# DGA (Data Collection & Features Extraction)

## 1. Data Collection

In [1]:
import numpy as np 
import pandas as pd
import math
from collections import Counter
import tldextract

In [2]:
# Reading dga dataset
columns_dga = ["source","domain_name","date","second","first", "time"]

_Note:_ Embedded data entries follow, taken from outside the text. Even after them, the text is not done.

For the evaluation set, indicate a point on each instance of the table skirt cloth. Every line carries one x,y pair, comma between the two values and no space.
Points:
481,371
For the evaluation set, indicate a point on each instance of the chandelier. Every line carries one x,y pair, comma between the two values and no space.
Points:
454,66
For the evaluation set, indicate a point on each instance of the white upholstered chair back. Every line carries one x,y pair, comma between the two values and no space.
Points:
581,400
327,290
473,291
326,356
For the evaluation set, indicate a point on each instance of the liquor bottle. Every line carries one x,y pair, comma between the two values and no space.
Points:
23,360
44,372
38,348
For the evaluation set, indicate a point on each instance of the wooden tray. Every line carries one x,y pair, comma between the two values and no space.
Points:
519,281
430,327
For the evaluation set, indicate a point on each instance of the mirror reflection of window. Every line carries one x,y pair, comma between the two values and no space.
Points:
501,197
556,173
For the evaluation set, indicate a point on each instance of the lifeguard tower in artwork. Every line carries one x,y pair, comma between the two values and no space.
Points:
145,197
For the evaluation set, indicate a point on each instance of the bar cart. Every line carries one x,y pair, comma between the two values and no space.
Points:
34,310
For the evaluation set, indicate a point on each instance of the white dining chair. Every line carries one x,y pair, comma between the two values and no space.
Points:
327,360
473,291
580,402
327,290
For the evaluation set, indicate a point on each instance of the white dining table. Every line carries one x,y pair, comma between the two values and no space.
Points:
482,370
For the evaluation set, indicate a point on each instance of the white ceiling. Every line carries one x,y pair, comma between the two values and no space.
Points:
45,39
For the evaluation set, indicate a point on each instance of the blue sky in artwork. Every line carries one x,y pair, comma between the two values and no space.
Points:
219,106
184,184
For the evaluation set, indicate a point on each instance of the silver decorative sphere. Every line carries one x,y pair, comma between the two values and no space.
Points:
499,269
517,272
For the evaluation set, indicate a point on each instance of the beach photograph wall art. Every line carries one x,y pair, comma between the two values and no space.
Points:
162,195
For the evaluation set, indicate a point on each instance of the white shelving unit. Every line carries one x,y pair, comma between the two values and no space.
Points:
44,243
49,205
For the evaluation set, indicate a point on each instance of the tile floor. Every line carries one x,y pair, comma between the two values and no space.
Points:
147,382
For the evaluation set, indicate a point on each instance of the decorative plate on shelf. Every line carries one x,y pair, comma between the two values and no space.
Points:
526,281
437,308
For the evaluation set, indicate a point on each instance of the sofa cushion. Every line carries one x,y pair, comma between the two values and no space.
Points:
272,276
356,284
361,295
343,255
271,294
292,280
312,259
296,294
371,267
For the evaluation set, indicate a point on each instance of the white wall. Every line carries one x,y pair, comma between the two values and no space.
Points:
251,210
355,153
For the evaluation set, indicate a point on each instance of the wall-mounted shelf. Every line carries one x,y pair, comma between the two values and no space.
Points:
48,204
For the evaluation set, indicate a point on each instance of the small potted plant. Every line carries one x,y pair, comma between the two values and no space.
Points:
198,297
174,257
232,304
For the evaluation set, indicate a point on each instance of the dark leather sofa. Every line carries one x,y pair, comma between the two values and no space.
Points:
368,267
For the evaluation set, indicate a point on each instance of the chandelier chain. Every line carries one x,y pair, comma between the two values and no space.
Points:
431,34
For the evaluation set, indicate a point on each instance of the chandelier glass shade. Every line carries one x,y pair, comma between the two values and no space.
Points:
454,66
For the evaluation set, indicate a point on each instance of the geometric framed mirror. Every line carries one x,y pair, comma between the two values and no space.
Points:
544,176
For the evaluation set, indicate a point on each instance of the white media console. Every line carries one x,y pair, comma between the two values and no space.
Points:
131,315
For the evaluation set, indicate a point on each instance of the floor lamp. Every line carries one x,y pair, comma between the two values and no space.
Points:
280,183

dga_domains = pd.read_csv("../data/DGA/dga_project_dga_domain_list_clean.txt", sep="\s+", names=columns_dga)
dga_domains.head()

Unnamed: 0,source,domain_name,date,second,first,time
0,nymaim,vvqbhhwma.org,2021-05-11,00:00:00,2021-05-11,23:59:59
1,nymaim,cfhauqbaz.com,2021-05-11,00:00:00,2021-05-11,23:59:59
2,nymaim,bvxjsbkqu.biz,2021-05-11,00:00:00,2021-05-11,23:59:59
3,nymaim,hggazskvkdy.com,2021-05-11,00:00:00,2021-05-11,23:59:59
4,nymaim,xgoqyxgfgm.com,2021-05-11,00:00:00,2021-05-11,23:59:59


In [3]:
# Removing none useful columns 
dga_domains.drop(["source", "date", "second", "first", "time"], axis=1, inplace=True)
dga_domains["label"] = "dga"

print("DGA Dataframe has {} rows".format(dga_domains.shape[0]))
dga_domains.head()

DGA Dataframe has 1404792 rows


Unnamed: 0,domain_name,label
0,vvqbhhwma.org,dga
1,cfhauqbaz.com,dga
2,bvxjsbkqu.biz,dga
3,hggazskvkdy.com,dga
4,xgoqyxgfgm.com,dga


In [4]:
# Readin Alexa data
legit_columns = ["domain_name"]

# legit_domains = pd.read_csv("/kaggle/input/domain-generation-algorithm/dga_project_top-1m.csv", names=legit_columns)
legit_domains = pd.read_csv("../data/DGA/top-1m.csv", names=legit_columns)
legit_domains["label"] = "legit"

print("Legit Dataframe has {} rows".format(legit_domains.shape[0]))
legit_domains.head()

Legit Dataframe has 694787 rows


Unnamed: 0,domain_name,label
1,google.com,legit
2,youtube.com,legit
3,tmall.com,legit
4,qq.com,legit
5,baidu.com,legit


In [5]:
# Adjusting datasets sizes and asserting that
dga_domains = dga_domains.loc[:legit_domains.shape[0]-1, :]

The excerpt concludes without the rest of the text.